To some detractors, Biden’s reluctance to impose consequences on Israel echoed President Barack Obama’s decision not to take more forceful action against Syrian President Bashar al-Assad during his country’s civil war. Obama warned Syria in 2012 that the use of chemical weapons would prompt a major U.S. reaction, but when evidence emerged Assad had used chemical weapons that killed about 1,500 people, he did not order a significant military response.
The White House’s message on the strike – that it was a tragedy but did not violate Biden’s warnings against a full-scale invasion of Rafah – was echoed elsewhere in the administration.
Miller, the State Department spokesman, said the United States was “deeply saddened by the tragic loss of life in Rafah” but that it would not prompt Biden to restrict military support for Israel. “Those images were heartbreaking, and I know the pain that those families are suffering through must be unimaginable, especially those who’ve lost children and those who have lost family members a repeated number of times,” Miller told reporters.
But he added, “With respect to Rafah, we do not want to see major military operations take place there … the way that we saw them take place in Khan Younis and in Gaza City.

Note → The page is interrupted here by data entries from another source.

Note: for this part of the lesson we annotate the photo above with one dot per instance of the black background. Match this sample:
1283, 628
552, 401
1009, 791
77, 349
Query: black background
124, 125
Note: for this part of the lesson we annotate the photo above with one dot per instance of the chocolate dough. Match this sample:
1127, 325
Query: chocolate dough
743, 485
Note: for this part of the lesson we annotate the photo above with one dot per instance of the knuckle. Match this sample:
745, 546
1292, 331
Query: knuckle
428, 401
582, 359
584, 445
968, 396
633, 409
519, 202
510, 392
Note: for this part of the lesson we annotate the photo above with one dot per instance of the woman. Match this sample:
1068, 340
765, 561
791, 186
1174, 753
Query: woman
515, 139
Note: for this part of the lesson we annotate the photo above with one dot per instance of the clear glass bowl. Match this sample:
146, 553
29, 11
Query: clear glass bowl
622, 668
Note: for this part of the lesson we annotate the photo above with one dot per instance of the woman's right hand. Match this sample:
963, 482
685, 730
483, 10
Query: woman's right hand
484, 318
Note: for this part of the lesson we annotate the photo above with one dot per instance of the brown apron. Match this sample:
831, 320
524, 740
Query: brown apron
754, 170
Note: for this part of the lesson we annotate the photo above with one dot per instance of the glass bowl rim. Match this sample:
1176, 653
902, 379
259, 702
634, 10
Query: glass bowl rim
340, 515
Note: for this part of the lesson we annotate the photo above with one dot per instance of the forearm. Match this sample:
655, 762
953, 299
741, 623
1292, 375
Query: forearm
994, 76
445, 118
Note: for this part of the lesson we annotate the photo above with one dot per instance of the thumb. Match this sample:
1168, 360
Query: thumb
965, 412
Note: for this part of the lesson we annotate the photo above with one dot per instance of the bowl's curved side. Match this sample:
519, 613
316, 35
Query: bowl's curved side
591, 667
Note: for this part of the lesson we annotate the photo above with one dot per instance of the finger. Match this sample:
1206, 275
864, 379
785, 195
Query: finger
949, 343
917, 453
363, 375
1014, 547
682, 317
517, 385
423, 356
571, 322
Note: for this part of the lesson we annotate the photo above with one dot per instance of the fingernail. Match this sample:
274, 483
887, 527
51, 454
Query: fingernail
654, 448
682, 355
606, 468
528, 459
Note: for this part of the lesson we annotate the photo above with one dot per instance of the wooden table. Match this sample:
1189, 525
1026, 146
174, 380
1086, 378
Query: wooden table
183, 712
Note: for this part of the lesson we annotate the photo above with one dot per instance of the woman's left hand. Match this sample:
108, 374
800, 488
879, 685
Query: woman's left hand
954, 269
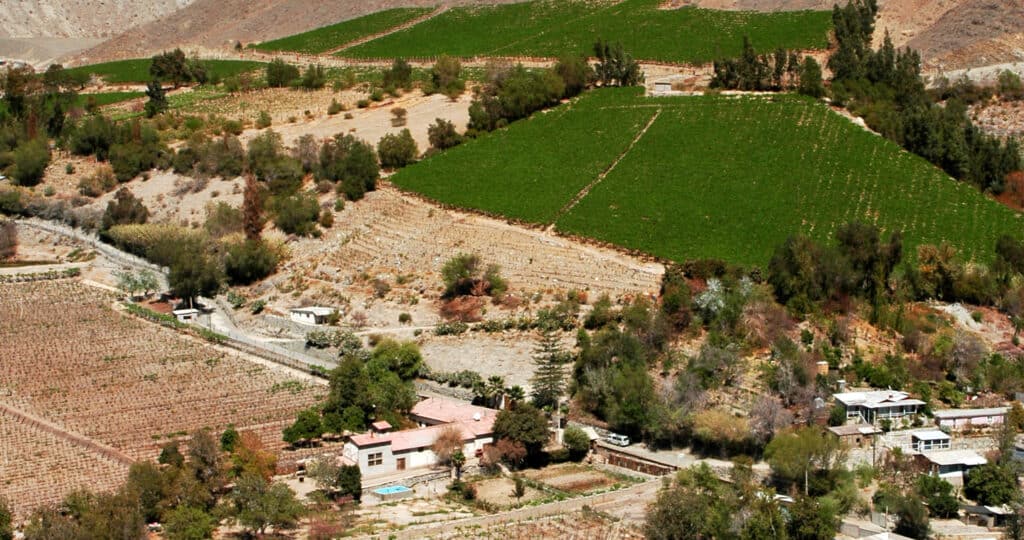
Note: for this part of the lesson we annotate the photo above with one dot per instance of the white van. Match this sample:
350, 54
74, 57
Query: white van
617, 440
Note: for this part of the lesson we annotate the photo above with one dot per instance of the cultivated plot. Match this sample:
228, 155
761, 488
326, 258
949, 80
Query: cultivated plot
548, 28
137, 70
727, 177
71, 359
327, 38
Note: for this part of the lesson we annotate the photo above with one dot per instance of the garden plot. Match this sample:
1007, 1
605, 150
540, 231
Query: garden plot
389, 235
71, 359
37, 467
572, 478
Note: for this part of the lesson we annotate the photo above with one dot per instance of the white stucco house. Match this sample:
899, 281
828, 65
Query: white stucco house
185, 316
871, 407
314, 315
381, 452
930, 440
952, 465
960, 419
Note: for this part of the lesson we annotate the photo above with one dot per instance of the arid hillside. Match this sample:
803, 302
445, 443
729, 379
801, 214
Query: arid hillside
949, 34
218, 23
38, 31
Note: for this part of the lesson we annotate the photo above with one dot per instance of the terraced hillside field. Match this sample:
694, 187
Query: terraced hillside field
550, 28
38, 467
693, 177
327, 38
71, 359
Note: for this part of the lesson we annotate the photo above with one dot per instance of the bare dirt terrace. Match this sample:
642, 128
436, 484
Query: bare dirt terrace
125, 382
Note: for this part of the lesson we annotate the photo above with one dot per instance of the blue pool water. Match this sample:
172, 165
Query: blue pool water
391, 490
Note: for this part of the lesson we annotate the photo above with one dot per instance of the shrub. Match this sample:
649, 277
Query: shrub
232, 127
125, 208
281, 74
444, 77
350, 162
398, 116
249, 261
451, 329
314, 78
263, 120
442, 134
30, 161
98, 182
297, 214
396, 151
327, 219
8, 239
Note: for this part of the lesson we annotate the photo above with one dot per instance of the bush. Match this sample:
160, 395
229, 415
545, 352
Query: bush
263, 120
442, 134
350, 162
8, 239
396, 151
98, 182
125, 208
314, 78
281, 74
30, 161
577, 442
249, 261
297, 214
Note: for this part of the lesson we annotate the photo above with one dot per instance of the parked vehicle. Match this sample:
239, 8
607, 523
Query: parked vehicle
617, 440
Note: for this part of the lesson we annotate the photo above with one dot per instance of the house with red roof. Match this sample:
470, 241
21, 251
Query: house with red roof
382, 451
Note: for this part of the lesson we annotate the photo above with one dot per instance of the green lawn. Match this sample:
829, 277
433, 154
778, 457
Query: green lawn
137, 71
550, 28
327, 38
714, 176
107, 97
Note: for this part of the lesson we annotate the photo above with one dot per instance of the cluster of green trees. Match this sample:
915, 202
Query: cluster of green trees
185, 493
885, 87
367, 385
513, 93
698, 504
34, 108
280, 74
780, 71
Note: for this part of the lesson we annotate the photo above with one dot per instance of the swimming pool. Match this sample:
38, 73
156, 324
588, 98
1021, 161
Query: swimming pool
391, 490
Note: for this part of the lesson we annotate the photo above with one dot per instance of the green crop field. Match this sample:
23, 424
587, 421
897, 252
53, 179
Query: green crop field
550, 28
713, 176
327, 38
137, 71
107, 97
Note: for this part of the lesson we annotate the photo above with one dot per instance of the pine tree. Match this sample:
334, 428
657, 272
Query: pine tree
549, 375
252, 209
158, 99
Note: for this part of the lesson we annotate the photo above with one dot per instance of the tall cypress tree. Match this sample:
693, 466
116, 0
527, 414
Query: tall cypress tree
549, 374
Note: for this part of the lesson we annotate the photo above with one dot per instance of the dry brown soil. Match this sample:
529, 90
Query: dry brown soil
221, 23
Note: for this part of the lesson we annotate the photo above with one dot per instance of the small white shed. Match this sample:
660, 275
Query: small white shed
314, 315
186, 316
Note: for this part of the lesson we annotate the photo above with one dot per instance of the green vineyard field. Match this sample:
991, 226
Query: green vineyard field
714, 176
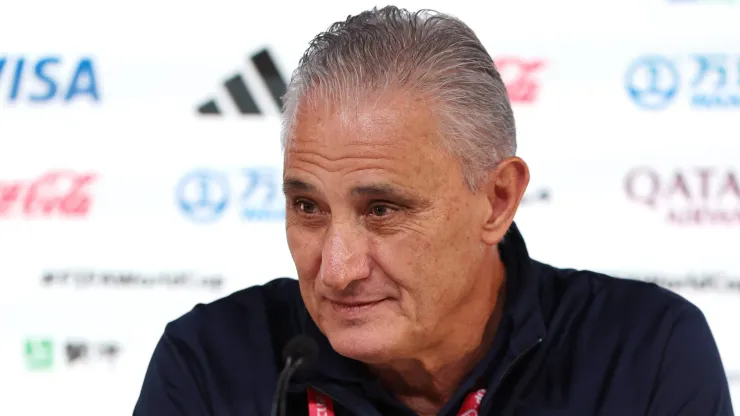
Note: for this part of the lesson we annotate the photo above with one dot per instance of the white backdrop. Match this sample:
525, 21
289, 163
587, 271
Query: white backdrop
618, 103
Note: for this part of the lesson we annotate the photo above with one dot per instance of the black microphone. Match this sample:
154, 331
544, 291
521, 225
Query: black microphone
299, 354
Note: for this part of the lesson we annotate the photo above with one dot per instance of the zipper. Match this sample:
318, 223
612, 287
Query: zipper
489, 397
516, 360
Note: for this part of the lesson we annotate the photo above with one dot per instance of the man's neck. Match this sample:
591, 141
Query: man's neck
426, 383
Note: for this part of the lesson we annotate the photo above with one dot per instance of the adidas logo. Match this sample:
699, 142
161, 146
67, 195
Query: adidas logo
240, 94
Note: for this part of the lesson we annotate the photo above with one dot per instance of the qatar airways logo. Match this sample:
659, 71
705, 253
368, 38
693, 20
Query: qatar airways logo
688, 195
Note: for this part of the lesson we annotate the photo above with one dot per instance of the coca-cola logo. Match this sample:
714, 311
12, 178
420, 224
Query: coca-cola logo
56, 193
518, 75
696, 195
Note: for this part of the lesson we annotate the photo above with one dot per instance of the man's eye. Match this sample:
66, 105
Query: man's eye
305, 207
381, 210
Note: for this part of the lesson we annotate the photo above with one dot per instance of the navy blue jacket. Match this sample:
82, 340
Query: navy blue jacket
571, 343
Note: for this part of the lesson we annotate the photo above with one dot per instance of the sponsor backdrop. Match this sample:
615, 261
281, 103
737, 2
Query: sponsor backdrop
140, 164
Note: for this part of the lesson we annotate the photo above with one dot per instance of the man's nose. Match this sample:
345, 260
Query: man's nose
344, 258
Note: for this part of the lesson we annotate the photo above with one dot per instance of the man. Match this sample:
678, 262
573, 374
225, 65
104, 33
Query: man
401, 185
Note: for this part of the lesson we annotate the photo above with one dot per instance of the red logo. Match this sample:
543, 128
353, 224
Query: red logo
518, 75
688, 196
58, 193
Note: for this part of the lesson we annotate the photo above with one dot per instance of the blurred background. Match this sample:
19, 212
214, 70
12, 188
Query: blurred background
140, 164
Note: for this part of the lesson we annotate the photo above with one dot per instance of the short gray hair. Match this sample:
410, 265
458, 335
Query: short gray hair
426, 52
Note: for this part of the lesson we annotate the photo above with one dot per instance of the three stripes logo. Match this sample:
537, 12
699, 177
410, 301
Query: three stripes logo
240, 94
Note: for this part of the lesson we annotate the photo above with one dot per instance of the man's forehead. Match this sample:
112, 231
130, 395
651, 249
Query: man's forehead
374, 119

At this point, we have not seen a military operation on the scale of those previous operations.”
Sabrina Singh, a Defense Department spokesperson, said that Pentagon leaders were closely tracking the deadly incident and that U.S. officials had been speaking with their Israeli counterparts “to figure out and determine what exactly happened.” Defense Secretary Lloyd Austin has seen the “devastating imagery” of the strike, she said, adding that she did not know whether Israel had used U.S.-provided munitions in its attack.
Tommy Vietor, co-host of “Pod Save America” and a former Obama official, said presidential administrations often become wrapped up in semantic debates over whether certain incidents constitute “major” military action. But he said the continued American defense of Israel in the face of rising global pressure gives adversaries, including Russia and China, an opening to accuse the United States of hypocrisy when Washington criticizes other countries’ human rights violations.
“At the end of the day, if civilians are getting killed in airstrikes and through fires and if people are getting displaced for the fifth, sixth, seventh time, what’s the difference?” Vietor said. “The human suffering doesn’t change based on how you describe it. I think sometimes those semantic debates miss the bigger point, which is that this war is a humanitarian catastrophe. Every single country in the world seems to recognize that except for us.”